Maggioranza in acque agitate: altri tre consiglieri vanno via

3 Gennaio 2024

De Luca, Di Primio e Raimondi polemizzano: «Noi avevamo chiesto l’azzeramento della giunta» Di Giovanni deluso dopo la mancata nomina ad assessore: «Da Ferrara neppure una telefonata»

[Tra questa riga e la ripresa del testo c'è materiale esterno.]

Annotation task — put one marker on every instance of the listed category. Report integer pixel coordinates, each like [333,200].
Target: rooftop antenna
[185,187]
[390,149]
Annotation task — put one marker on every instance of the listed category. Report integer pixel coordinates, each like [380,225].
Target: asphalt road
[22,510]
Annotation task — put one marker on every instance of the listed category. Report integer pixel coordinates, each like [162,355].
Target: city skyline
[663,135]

CHIETI. La maggioranza del sindaco Diego Ferrara perde pezzi. La contestata nomina dei due nuovi assessori si somma a vecchie ruggini per i tre consiglieri di Liberi a sinistra che si chiamano fuori dalla maggioranza. Voteranno caso per caso, ma non sono più organici alla coalizione. Non esce invece dalla maggioranza, anche se forse abbandonerà il gruppo Pd, Filippo Di Giovanni, il consigliere a cui era stato chiesto di entrare in giunta, salvo poi scoprire dai comunicati stampa che si erano fatte altre scelte. In posizione critica anche il polo civico rappresentato dal vicesindaco Paolo De Cesare, oltre a consiglieri già “cani sciolti” come Alberto Chiavaroli e Barbara Di Roberto.
LA SINISTRA SI CHIAMA FUORI
Valentina De Luca, Silvio Di Primio ed Edoardo Raimondi sono i tre consiglieri su cui Ferrara non potrà fare più affidamento. Da tempo in posizione critica, ora si dicono non più organici alla maggioranza. In una nota ricordano tutte le tappe di un percorso amministrativo che li ha visti in totale disaccordo, soprattutto per quanto riguarda la vicenda Teateservizi. La nomina degli assessori è solo l’ultimo tassello di puzzle che non si ricompone: «Nella consultazione con il sindaco abbiamo richiesto un azzeramento della giunta», dicono i tre, «per iniziare un nuovo percorso più vicino alle esigenze della città e in subordine, per la sostituzione dei dimissionari Maretti e Raimondi, la nomina di persone di alto profilo e competenze da individuare al di fuori degli eletti, coinvolgendo professionisti esterni e aprendosi alla città. Il sindaco ha fatto altre scelte, ne prendiamo atto».
DI GIOVANNI DELUSO
Il capogruppo del Pd Di Giovanni sembra pronto a lasciare il gruppo dem: «Sto facendo valutazioni a riguardo», conferma, «se il Pd ha iniziato con cinque consiglieri e adesso rischia di averne solo due, ci sarà una ragione». Di Giovanni ricorda di essere stato chiamato dal sindaco a ricoprire il ruolo di assessore, tanto è vero che «le dimissioni da consigliere provinciale erano state concordate con Ferrara». Non nega la delusione, anche e soprattutto sul piano umano: «Dal sindaco non ho ricevuto neanche una telefonata di spiegazioni». Si dice inoltre «sorpreso per le polemiche e le accuse ricevute, anche solo velatamente, per la mancata elezione del consigliere Andrea Rondinini in consiglio provinciale», visto che il suo voto è andato alla collega del polo civico Silvia Di Pasquale ma solo «su esplicita indicazione del segretario Pd Enrico Iacobitti». È inoltre critico sul fatto che le nomine degli assessori non sono state concordate con la coalizione.
POLO CIVICO CRITICO
Sul mancato coinvolgimento della coalizione continua a insistere anche il leader del polo civico De Cesare. «Le nomine sono prerogativa del sindaco, è vero», dice De Cesare, «ma in questo caso è stato il gruppo di Liberi a sinistra a lasciare al sindaco ampia facoltà di fare una scelta, a patto che fosse di alto profilo. E nel caso della consigliera Alberta Giannini ci chiediamo su quali basi sia stata preferita a consiglieri come Chiavaroli, che rappresenta anche il collega Enrico Iezzi, o Di Roberto». Tanto più che Chiavaroli aveva espresso la volontà di entrare in giunta e, a suo dire, avrebbe anche ricompattato la coalizione. «Non siamo stati informati di nulla», continua De Cesare, «tanto più che i decreti di nomina sono stati firmati non più di mezzora dopo che era finito il consiglio comunale e dopo di essersi assicurati i nostri voti a favore. È stata una scelta che per me rappresenta un errore politico, probabilmente indotto da cattivi consiglieri».